Religious Right Is Set Back
By Gina Liggett
The Religious Right has been trying to breach the wall of separation of church and state for 30 years, and has enjoyed especially close access to the White House during the two Bush Administrations. They have achieved significant successes: Bush's faith-based initiatives, the partial-birth abortion ban, the passage of parental-notification laws, the Bush appointments of Supreme Court Justices John Roberts and Samuel Alito, and the constitutional amendments against gay marriage just passed in Florida, Arizona and California. There are doubtlessly many other successes I've left out, especially at the state and local level.
But this election, there have been some defeats; and I think it is important to highlight them in the battle between those who want to create a Christian theocracy and those who value not only religious liberty, but freedom from religious-based morality.
The first is the significant rejection by Colorado voters of Amendment 48. The passage of that amendment would have granted full legal rights to a fertilized egg, resulting in a direct challenge to Roe v. Wade and the opening of a Pandora's box of legal wrangling over everything from birth control to fertility treatments to inheritance rights.
Washington state passed the nation's second assisted suicide law in the country. Now individuals who are suffering and who rationally decide to end their life with dignity have more opportunity to do so humanely. This is a "right-to-life" issue: the right to choose to control your life, and that includes ending interminable suffering. Evangelicals who want to prevent people from taking their own life into their own hands are deeply "anti-life."

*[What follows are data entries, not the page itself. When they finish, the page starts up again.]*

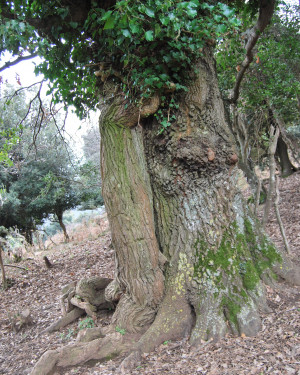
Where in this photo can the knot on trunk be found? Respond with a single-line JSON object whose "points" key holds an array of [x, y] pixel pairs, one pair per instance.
{"points": [[129, 115]]}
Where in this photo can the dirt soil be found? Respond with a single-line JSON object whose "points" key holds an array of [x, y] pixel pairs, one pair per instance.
{"points": [[275, 350]]}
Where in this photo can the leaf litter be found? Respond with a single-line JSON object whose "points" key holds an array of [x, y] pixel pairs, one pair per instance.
{"points": [[274, 350]]}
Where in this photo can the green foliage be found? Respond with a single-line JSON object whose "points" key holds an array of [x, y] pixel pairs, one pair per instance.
{"points": [[152, 45], [155, 43], [39, 179]]}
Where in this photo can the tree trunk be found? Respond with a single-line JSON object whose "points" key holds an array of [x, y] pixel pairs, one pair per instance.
{"points": [[287, 167], [188, 211], [4, 282], [59, 215], [189, 256]]}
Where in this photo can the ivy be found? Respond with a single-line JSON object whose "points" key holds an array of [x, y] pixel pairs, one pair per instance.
{"points": [[151, 44]]}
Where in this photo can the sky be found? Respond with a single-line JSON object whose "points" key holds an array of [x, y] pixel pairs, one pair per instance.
{"points": [[25, 71]]}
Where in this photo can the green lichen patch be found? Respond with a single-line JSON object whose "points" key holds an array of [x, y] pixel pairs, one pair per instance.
{"points": [[246, 255], [231, 308], [264, 253]]}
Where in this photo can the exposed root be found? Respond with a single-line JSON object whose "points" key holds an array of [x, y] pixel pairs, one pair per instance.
{"points": [[73, 354], [65, 320], [173, 321]]}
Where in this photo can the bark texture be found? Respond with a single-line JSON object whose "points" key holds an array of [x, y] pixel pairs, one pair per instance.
{"points": [[190, 258], [129, 204]]}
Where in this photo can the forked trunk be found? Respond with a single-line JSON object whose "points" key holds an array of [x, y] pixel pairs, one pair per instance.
{"points": [[189, 212], [189, 256]]}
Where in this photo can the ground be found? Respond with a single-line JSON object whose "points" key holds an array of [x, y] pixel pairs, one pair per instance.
{"points": [[275, 350]]}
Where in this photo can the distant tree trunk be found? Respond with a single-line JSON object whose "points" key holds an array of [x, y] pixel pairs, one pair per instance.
{"points": [[4, 282], [190, 257], [59, 215], [287, 167]]}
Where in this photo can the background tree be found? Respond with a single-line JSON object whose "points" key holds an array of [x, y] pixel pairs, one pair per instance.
{"points": [[39, 180], [190, 257], [89, 188], [269, 92]]}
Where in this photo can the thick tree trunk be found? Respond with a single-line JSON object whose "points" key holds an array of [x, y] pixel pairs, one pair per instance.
{"points": [[186, 210], [129, 204], [59, 215], [190, 258], [287, 167]]}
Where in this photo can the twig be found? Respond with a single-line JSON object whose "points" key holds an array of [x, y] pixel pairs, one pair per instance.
{"points": [[274, 134], [13, 266], [16, 61], [281, 226], [251, 37], [257, 198]]}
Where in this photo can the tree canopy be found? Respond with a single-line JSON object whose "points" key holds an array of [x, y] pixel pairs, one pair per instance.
{"points": [[146, 46]]}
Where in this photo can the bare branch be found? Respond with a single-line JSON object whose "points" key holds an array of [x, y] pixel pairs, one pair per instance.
{"points": [[16, 61], [251, 37]]}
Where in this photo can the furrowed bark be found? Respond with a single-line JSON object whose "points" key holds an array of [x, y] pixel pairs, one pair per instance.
{"points": [[128, 197]]}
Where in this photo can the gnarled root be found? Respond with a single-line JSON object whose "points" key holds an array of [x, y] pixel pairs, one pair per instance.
{"points": [[86, 296], [174, 320], [105, 348], [65, 320]]}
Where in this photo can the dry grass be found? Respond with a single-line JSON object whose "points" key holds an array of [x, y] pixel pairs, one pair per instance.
{"points": [[89, 229]]}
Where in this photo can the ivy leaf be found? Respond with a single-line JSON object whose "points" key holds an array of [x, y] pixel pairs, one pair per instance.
{"points": [[221, 29], [149, 35], [191, 12], [74, 24], [150, 12], [110, 23], [134, 27], [126, 33]]}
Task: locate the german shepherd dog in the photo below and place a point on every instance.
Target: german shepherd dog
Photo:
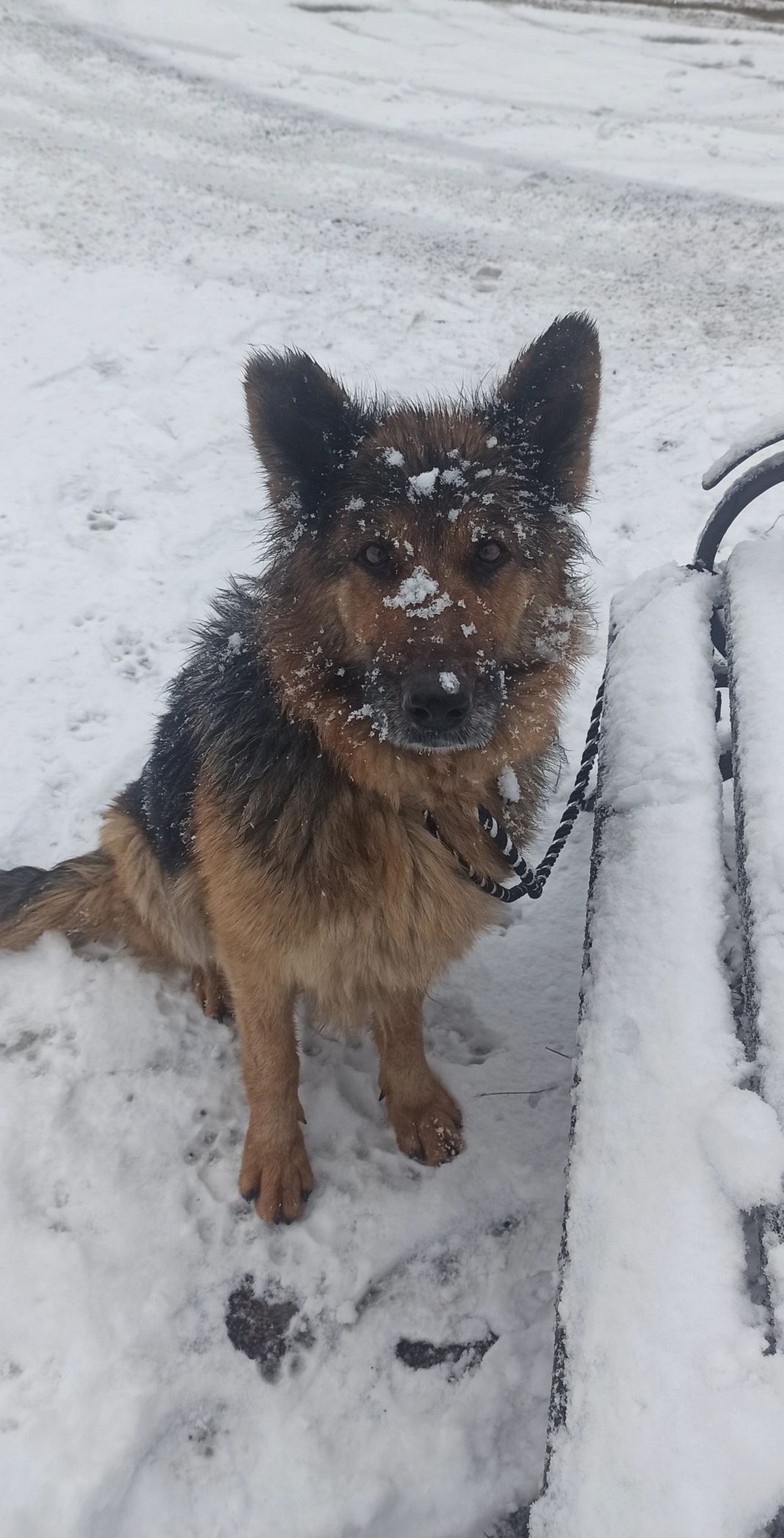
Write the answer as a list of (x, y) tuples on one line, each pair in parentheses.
[(405, 653)]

Another attempt to severely ban abortion in South Dakota failed. Proponents tried to make a previous draconian abortion bill more palatable by allowing rape and incest victims or women in danger for their health to have an abortion if necessary. For anti-abortion Christians to decide on behalf of a woman what reason is good enough to justify an abortion is a negation of her right to life. An fetus has no rights to a woman's body without her consent under any circumstances.

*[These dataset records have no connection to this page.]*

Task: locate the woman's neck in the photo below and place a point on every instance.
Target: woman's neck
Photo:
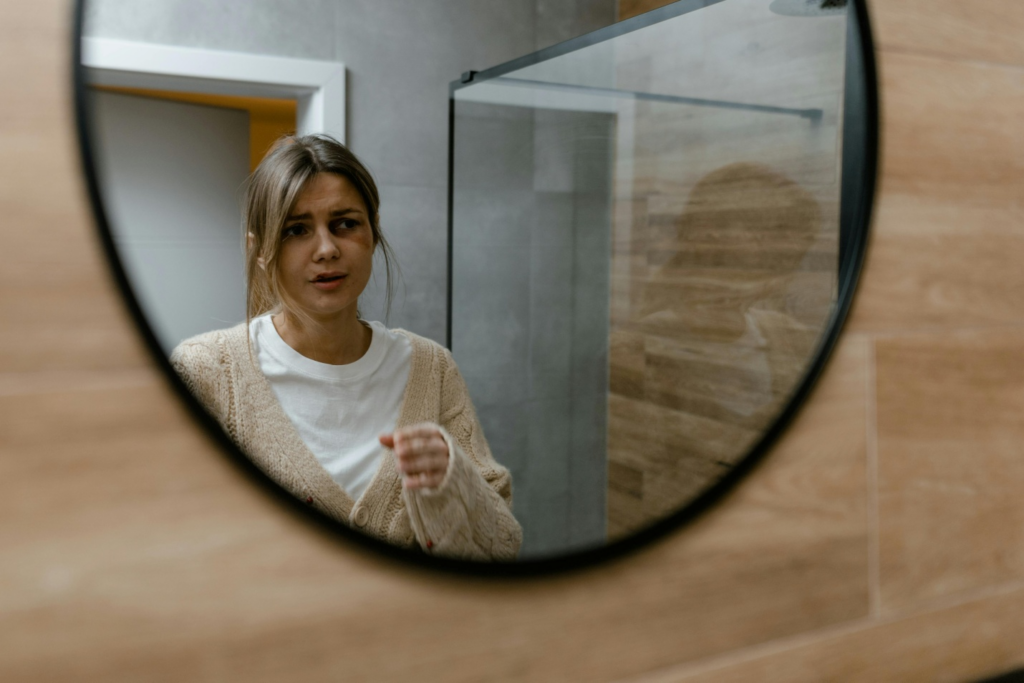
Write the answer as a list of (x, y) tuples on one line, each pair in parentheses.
[(336, 342)]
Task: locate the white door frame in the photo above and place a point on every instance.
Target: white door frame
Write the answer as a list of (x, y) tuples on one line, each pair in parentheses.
[(317, 86)]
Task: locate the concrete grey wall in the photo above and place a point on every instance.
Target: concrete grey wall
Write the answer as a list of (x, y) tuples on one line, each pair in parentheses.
[(400, 56), (531, 226)]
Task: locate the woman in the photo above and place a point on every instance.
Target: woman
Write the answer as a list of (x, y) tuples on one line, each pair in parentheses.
[(373, 427)]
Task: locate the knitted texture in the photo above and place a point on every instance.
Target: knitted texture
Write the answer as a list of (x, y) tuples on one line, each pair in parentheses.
[(468, 516)]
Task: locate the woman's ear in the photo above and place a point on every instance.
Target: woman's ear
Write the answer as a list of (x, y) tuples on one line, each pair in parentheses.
[(250, 240)]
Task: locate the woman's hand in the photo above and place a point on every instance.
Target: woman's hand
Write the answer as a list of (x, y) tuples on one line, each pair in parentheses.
[(421, 455)]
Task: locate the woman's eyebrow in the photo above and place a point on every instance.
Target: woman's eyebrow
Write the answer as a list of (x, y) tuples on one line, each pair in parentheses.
[(336, 212)]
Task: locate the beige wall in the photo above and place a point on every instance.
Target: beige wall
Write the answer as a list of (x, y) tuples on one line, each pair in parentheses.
[(882, 541)]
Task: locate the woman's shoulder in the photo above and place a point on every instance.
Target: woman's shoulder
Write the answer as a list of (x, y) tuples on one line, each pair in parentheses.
[(424, 347), (209, 347)]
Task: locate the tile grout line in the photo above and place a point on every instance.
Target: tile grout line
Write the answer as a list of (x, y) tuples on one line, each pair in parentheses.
[(873, 523), (937, 330), (749, 653), (42, 382)]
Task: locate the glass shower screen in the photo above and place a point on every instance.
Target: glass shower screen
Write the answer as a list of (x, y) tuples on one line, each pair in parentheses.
[(644, 253)]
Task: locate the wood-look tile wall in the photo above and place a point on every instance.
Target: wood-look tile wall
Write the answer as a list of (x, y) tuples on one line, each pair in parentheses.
[(881, 541), (725, 247)]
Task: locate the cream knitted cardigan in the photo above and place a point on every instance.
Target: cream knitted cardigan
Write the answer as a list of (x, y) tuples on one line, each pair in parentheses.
[(467, 516)]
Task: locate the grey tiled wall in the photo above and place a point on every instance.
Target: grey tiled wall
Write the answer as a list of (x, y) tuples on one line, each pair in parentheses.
[(531, 225), (399, 56)]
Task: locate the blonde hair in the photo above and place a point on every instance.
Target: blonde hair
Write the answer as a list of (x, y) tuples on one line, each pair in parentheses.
[(271, 191)]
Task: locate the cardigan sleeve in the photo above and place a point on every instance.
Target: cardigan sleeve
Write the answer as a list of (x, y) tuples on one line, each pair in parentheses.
[(197, 361), (469, 515)]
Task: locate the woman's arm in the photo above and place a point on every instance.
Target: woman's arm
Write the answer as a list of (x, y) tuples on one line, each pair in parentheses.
[(197, 363), (469, 514)]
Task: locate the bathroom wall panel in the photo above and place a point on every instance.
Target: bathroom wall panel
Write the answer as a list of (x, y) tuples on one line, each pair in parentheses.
[(961, 641), (950, 470), (56, 301), (986, 30), (952, 169)]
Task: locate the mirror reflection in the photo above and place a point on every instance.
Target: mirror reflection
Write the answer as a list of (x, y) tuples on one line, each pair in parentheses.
[(630, 242)]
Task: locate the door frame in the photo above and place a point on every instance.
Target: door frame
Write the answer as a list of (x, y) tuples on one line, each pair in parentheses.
[(317, 86)]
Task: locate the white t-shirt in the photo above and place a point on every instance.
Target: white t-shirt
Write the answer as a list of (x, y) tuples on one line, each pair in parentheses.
[(339, 411)]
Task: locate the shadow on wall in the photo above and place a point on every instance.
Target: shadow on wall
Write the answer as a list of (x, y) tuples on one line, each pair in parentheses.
[(715, 339)]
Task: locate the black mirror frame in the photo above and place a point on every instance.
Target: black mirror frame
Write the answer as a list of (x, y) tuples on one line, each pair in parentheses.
[(857, 204)]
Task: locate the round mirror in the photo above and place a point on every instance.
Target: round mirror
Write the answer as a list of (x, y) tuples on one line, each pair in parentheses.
[(502, 287)]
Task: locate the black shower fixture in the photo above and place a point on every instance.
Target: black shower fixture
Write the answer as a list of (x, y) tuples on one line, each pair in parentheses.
[(808, 7)]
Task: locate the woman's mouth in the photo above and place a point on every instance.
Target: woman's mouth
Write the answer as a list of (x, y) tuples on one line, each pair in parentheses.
[(328, 281)]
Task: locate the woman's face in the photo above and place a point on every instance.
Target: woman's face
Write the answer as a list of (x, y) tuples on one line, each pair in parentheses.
[(327, 249)]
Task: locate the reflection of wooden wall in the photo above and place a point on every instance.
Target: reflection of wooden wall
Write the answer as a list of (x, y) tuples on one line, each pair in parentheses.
[(881, 541), (724, 260)]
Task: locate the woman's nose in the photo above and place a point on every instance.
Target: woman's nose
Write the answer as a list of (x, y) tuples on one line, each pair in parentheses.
[(327, 246)]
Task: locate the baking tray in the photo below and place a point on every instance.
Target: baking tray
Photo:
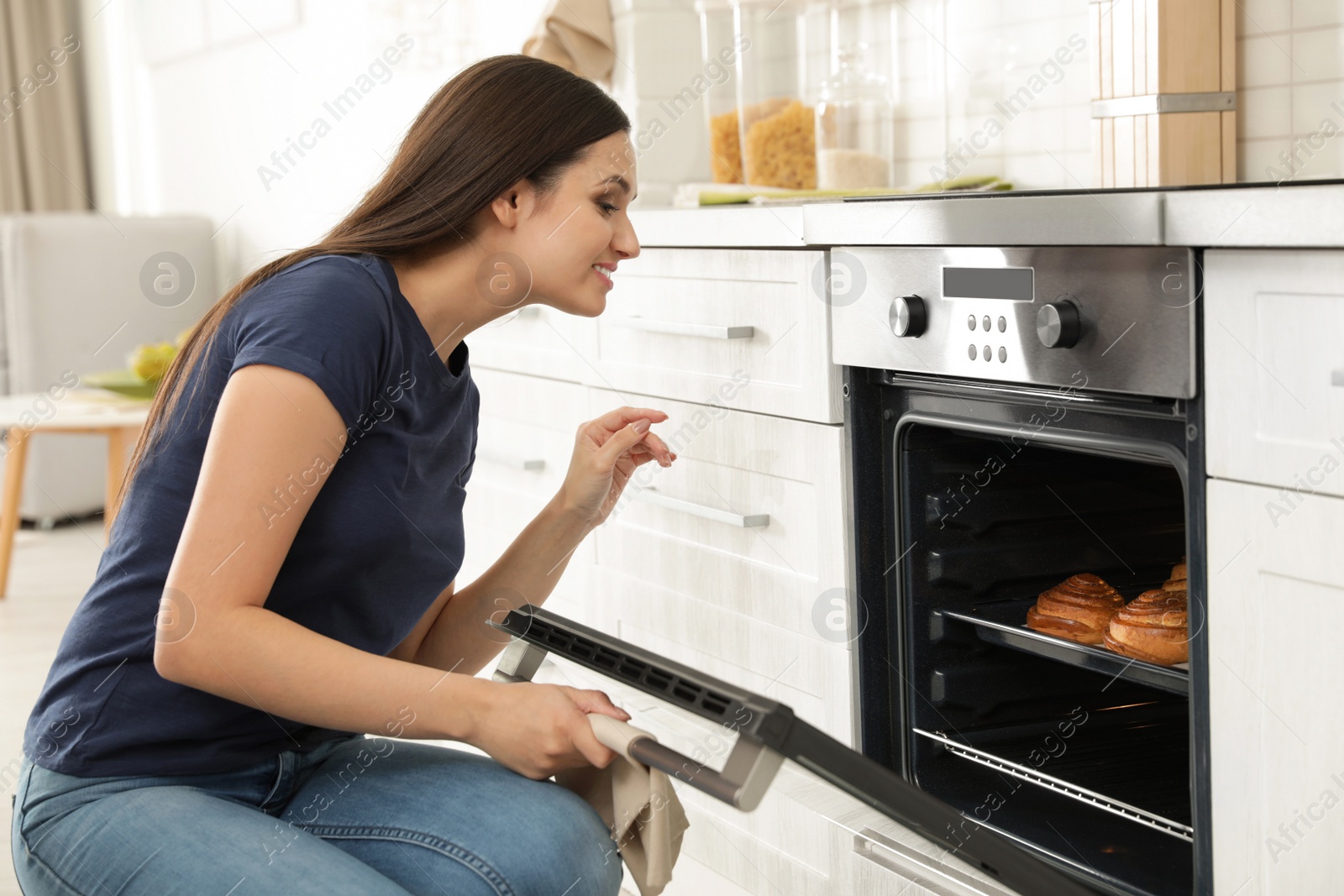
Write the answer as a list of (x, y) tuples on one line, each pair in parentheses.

Finally, candidates favored by the Religious Right suffered some losses at the polls. In five of eight Senate races, the Religious Right's favorite candidate lost (Colorado, Mississippi, New Mexico, North Carolina and South Dakota); and two races are in a run-off (Georgia and Minnesota). In eleven races for the the House, six incumbent Representatives favored by the Religious Right were ousted (Colorado, Florida, Idaho, North Carolina, Michigan and Virginia). And three incumbents held off religious challengers (Indiana, Wisconsin, Pennsylvania). This means that it will be more difficult for evangelicals to forcibly decide for all of us that we should abide by a biblical morality.
While we must be ever-vigilant in upholding this most sacred of principles--the Separation of Church and State--these defeats of the Religious Right show that it can be done.